Müjdeler olsun vatandaş! Aracın fiyatı 100 bin liraya kadarsa yüzde 70 oranında kredi kullanılabilecek. Aracın fiyatı 100 bini aştığında ise, 100 binden sonraki kısım için yüzde 50 kredi alınabilecek.
Bu değişimin nedeni, taşıt fiyatlarındaki artışlar. Eski oranlar 50 bin liraya göre düzenlenmişti. Piyasada bu fiyata araba kalmayınca, vatandaş, satıcı ve bankacı çareyi tüketici kredisine yönelmekte bulmuşlar. Ama orada da ipotek sorunu çıkmaya başlayınca BDDK imdada yetişmiş. Bildiğiniz gibi banka kredi ödenene kadar ruhsata şerh düşer, bir anlamda taşıt ona rehinlidir.”

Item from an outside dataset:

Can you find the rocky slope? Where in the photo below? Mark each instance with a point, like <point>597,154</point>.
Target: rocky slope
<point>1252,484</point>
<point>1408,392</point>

Bu da istihdamla ilgili örnek
Hakan Özyıldız’ın “borç-faiz” sarmalının derinleşmekte olduğuna ilişkin son örneğine bakalım şimdi de... “Bunun öncekilerden biraz farkı var” diye başlıyor Özyıldız: “Yürürlükteki istihdam seferberliği yılbaşında bitiyor. Yapılan açılamalara göre, yeni bir istihdam seferberliği başlatılıyor. İstihdamı teşvik için gençlere, kadınlara ve küçük KOBİ’lere çeşitli destekler verilecek. Bunlarda birisi ‘Bir ay senden bir ay devletten’ başlığıyla basında yer aldı. Haberlere göre, 2018 yılında küçük KOBİ’ler yeni işe aldıkları her işçinin ücret, sigorta ve vergi gibi ödemelerinin bir ayını kendileri yaparken diğer ayınkini devlet karşılayacak. Böylelikle istihdam artacak.

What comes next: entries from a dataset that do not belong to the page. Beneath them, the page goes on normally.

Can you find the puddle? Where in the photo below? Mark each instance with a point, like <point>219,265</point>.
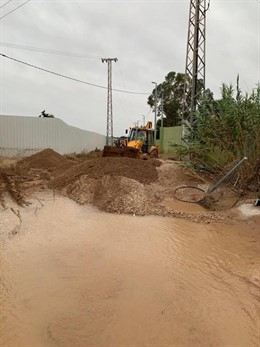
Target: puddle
<point>249,210</point>
<point>73,276</point>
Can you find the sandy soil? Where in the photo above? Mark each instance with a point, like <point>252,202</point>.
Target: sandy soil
<point>116,185</point>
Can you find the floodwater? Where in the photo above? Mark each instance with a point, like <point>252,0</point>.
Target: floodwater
<point>74,276</point>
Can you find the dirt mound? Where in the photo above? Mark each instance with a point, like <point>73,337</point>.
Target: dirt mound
<point>139,170</point>
<point>9,183</point>
<point>121,195</point>
<point>46,159</point>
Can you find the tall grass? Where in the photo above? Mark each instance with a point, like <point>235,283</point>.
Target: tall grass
<point>229,129</point>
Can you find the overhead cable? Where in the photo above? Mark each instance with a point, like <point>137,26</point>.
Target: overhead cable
<point>47,50</point>
<point>24,3</point>
<point>70,78</point>
<point>5,3</point>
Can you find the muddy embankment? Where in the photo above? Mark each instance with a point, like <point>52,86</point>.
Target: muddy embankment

Okuyunca ilk aklıma gelen şu oldu. Bir aylık ücretini devletin ödediği işçi kamu işçisi sayılmaz mı? Küçük KOBİ’nin devletin ödemediği aydaki ücreti, kendi cebinden ve düzenli ödediği nasıl kontrol edilecek? Dahası neden sadece bir yıl? Bu kolaylığa alışmış KOBİ’ler bu iş 2019’da bitince ne yapacaklar? İşçi çıkarılırsa ne olacak? Tekrar işsizlik artmayacak mı?”
Bir parantez açalım. Hakan Özyıldız’ın “Bu işçiler kamu işçisi sayılmaz mı” ve “Uygulama bitince işçi çıkarıldığında ne olacak” sorusunu şu yanıtı vermek mümkün:
“Evet bu işçiler bir anlamda kamu işçisi sayılacak, ama işten çıkarıldıklarında kamu kesimi işçi çıkarmış olmayacak.”

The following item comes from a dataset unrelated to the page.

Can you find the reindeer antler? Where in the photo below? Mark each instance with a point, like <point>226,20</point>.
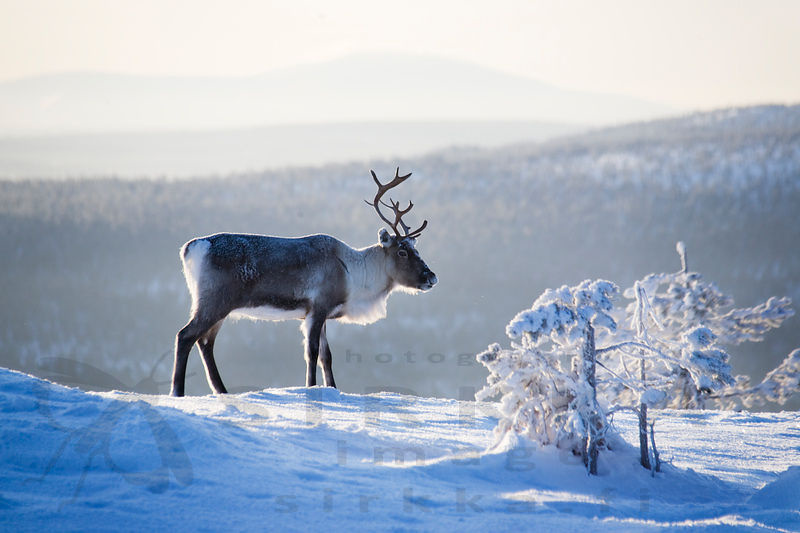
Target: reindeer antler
<point>394,206</point>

Konunun makro yanı da çok önemli
Hakan Özyıldız’ın küçük KOBİ’lere sağlanması öngörülen destekle ilgili değerlendirmesine dönelim yeniden:
“KOBİ’lerin bu destekle takınacakları tutum bu işin mikro yanı. Bir de makro taraf var. Devlet bütçeden bu parayı ödeyebilmek için yeni vergi koymadığına, bir harcama kısıntısına gitmediğine göre yeni borçlanma yapacak. Miktarını bilmiyorum. Sadece kamu çalışanı arkadaşlardan duyduğum kadarıyla, ekonomi bürokrasisi, Çalışma Bakanlığı’ndaki toplantılar sırasında bütçeye gelen yük konusunda uyarıda bulunmuş, ama bu uyarılar pek dikkate alınmamış.
Kamu borcu zaten sıkıntılı. En son verilere göre; 27 milyar liralık bütçe açığı için 77 milyar lira borç alınmış. Açıklanan program daha fazla borçlanmaya yol açabilir. Daha fazla borçlanmanın ekonomik bir açıklaması yok. Olsa olsa siyasi bir izahı vardır.
Diyarbakır’da taziyeleri kabul eden vatandaş, İstanbul’da otomobil alan insan, Ankara’da yeni işçi için teşvik veren devlet borç alıyor. Ülkede borçluluk artıyor.
Tekrarlamakta yarar var: Daha çok borç daha yüksek faiz demektir.”